ALP and AMP are both responses to the general concern that standard remedial education does not appear to be working for many students. A number of studies and reports have consistently shown that only a small fraction of the students who start out in remedial courses ever make it to their targeted credit-bearing course.

“Often lengthy remedial sequences pose a barrier to completion for students and what we’ve seen is that co-requisite models are often times the most promising reforms in terms of the impact that you see on completing remedial sequences and completing a gatekeeper course in math or English,” said Madeline Trimble, a data analyst at the Community College Research Center (CCRC).

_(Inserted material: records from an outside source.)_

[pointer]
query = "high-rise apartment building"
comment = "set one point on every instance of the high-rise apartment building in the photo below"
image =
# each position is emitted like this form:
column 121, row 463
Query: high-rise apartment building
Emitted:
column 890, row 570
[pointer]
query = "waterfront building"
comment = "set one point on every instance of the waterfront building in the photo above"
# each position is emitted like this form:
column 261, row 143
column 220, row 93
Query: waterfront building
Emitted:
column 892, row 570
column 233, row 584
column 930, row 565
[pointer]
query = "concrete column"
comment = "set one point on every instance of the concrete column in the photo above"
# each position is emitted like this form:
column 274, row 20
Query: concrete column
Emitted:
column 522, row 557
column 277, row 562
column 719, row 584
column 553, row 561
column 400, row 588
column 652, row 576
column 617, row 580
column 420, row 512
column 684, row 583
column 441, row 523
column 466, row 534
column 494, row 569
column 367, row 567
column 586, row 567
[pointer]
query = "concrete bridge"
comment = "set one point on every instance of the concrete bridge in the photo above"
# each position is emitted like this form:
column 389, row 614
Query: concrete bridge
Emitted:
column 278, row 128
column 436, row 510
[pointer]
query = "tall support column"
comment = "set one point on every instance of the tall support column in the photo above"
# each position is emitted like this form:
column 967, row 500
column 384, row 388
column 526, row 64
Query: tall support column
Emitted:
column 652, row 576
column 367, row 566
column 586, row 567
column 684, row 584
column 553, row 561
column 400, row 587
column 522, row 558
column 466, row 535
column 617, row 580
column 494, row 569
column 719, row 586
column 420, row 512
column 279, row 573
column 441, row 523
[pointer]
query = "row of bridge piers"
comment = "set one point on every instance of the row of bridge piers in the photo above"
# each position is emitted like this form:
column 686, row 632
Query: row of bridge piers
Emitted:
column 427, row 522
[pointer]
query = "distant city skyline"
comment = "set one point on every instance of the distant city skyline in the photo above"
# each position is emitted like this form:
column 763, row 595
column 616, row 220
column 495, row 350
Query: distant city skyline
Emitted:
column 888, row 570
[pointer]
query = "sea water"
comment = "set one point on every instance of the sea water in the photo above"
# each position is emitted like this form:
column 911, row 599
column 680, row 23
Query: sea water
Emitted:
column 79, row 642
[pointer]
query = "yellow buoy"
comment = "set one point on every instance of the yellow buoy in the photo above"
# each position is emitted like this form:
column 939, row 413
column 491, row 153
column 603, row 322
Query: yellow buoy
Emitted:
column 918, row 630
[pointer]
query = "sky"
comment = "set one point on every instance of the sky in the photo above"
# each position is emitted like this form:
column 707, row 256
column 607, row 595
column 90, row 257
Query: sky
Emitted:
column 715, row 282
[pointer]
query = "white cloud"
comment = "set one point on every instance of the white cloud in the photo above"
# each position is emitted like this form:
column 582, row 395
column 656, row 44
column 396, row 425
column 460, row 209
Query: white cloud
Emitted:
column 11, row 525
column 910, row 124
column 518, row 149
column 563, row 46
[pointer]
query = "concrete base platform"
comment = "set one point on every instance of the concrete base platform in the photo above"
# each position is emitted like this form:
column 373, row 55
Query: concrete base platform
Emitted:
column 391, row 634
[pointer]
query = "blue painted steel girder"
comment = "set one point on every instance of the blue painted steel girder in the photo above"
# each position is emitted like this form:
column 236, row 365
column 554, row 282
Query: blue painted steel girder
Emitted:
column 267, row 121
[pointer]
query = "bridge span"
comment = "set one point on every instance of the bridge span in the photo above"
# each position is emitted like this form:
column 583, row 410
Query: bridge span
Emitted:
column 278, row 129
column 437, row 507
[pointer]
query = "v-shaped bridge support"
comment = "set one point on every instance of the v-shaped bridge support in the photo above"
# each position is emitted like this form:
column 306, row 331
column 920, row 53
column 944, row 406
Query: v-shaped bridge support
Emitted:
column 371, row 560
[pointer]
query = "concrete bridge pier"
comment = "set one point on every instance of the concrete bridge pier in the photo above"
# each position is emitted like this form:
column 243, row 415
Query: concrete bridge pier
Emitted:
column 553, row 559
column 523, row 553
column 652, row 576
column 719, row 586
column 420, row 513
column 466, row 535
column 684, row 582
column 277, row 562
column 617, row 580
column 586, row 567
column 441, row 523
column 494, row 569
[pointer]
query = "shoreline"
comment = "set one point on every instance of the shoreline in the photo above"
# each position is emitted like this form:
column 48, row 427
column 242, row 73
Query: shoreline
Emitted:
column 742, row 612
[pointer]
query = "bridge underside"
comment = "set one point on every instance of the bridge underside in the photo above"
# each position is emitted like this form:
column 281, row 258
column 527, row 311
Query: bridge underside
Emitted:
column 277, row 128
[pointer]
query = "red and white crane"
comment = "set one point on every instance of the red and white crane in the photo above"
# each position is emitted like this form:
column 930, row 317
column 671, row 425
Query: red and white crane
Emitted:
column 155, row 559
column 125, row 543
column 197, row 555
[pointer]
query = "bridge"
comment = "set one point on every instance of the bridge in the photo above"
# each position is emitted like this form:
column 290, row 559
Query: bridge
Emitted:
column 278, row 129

About 79 percent of students entering CCBC need some form of remedial education. Mark McColloch, CCBC vice president of instruction, said that many students need remediation because relatively few come to CCBC straight out of high school.

“People have typically been out of school for a couple years, and so, especially at intermediate algebra, people have a really strong tendency to forget that if they’ve been away from it for more than a year,” McColloch said. According to the school website, only 9 percent of CCBC students in 2014 were under the age of 20.